Ich hatte vor einiger Zeit ein sehr interessantes Gespräch mit einem Journalisten aus dem Dunstkreis der Süddeutschen Zeitung. Bei dem Gespräch ging es darum, warum ich eine politische Einstellung vertrete, die im Politischen auf der rechten Seite einzuordnen wäre. Was der gute Herr überhaupt nicht verstehen konnte, war, dass ich diese Einstellung habe und dennoch der Meinung bin, deswegen kein schlechter Mensch zu sein.
Im Laufe des Gesprächs kamen wir auf die Massenmigration der vergangenen Jahre zu sprechen und weil er annahm, ich sei gegen diese, stellte er die Frage, warum ich so denken würde.
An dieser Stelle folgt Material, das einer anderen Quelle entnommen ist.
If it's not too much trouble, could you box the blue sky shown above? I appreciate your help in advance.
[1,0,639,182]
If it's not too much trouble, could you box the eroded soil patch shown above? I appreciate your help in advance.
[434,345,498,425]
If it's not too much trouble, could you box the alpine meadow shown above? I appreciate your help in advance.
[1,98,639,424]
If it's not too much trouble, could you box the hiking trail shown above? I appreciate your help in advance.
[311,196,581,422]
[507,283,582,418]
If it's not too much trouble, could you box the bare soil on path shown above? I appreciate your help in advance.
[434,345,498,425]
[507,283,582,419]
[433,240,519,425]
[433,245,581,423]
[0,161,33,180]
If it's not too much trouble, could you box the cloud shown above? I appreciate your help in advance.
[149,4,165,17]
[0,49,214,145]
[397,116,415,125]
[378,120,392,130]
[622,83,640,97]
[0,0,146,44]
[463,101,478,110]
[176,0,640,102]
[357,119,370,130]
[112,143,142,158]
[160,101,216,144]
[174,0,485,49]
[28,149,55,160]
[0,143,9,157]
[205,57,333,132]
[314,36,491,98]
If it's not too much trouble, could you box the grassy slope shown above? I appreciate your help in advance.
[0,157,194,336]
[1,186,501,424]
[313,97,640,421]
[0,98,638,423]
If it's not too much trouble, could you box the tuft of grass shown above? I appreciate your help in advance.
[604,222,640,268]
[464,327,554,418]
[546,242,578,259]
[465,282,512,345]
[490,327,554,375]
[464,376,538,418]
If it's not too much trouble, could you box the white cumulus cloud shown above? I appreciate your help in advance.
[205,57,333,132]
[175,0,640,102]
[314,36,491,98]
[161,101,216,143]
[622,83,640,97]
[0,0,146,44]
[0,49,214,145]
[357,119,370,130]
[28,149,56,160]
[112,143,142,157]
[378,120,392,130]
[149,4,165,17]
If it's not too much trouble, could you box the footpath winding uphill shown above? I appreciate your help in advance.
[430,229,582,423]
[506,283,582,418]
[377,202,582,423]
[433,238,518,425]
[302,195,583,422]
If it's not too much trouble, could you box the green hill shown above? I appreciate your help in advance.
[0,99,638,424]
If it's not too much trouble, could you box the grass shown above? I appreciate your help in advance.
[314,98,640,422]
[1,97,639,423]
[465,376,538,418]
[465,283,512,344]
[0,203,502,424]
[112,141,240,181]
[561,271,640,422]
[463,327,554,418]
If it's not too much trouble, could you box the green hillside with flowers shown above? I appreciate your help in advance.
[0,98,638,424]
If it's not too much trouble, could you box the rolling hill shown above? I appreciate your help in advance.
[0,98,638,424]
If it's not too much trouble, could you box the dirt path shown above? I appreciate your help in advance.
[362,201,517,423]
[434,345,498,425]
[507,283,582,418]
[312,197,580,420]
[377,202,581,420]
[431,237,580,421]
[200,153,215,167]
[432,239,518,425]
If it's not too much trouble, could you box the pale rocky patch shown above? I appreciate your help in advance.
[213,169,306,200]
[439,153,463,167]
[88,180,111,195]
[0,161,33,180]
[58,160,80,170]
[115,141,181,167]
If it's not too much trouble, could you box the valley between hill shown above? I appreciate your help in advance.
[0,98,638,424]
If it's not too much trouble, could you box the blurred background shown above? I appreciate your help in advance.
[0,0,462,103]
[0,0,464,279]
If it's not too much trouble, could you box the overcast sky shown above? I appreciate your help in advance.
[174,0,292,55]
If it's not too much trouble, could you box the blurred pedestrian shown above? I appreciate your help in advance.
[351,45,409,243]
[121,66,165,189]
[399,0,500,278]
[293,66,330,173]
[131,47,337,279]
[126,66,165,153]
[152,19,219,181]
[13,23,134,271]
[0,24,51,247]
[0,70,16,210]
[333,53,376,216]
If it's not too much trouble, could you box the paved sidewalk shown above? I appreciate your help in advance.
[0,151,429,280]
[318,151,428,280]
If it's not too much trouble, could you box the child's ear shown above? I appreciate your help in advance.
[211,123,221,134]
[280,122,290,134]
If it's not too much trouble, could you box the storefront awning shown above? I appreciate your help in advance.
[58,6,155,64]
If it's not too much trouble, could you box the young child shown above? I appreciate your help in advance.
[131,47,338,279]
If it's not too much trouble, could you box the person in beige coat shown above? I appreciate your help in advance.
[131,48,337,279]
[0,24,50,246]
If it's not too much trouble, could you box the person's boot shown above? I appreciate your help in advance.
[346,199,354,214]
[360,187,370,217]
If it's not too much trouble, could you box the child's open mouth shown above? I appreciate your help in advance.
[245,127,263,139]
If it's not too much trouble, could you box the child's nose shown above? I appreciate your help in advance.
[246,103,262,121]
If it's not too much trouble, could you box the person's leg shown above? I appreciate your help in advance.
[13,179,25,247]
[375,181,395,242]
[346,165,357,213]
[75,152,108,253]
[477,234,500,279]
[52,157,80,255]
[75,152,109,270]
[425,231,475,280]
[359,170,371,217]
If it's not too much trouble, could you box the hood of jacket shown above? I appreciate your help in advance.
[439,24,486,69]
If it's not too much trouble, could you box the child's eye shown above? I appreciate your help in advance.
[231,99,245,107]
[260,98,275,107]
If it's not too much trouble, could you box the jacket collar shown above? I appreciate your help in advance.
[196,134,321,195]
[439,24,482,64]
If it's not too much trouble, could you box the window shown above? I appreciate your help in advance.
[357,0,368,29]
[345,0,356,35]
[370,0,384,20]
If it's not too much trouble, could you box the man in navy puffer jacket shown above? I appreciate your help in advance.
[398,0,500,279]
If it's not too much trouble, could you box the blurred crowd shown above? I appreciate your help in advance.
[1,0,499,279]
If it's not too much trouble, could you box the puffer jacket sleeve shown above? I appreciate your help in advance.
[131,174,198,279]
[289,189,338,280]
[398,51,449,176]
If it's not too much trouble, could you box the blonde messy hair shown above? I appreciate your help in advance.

Ob mir die armen Syrer nicht schrecklich leidtun würden? Daraufhin fragte ich ihn zurück, ob er gerne in einem freiheitlichen Staat leben würde. Er bejahte. Daraufhin ich, ob es Voraussetzungen für diesen freiheitlichen Staat geben würde.
Er: Vermutlich.
Ich: Was denn diese seien?
Er: Das könne er jetzt nicht so spontan beantworten.
Ich: Ob seiner Meinung nach ein gewisser gesellschaftlicher Grundkonsens notwendig sei, um sich gewisse Freiheiten leisten zu können?
Er: Womöglich.
Ich: Ob er sich vorstellen könne, dass dieser Grundkonsens vielleicht daraus bestehen könnte, grundlegende Ansichten über richtig und falsch als allgemein akzeptiert und unhinterfragt zu werten?
Er: Klingt logisch.
Ich: Ob er mir zustimmen würde, wenn ich sage, dieser Konsens über richtig und falsch läge im vordemokratischen, im vorpolitischen Raum?
Er: Er könne sich denken, worauf ich hinauswolle.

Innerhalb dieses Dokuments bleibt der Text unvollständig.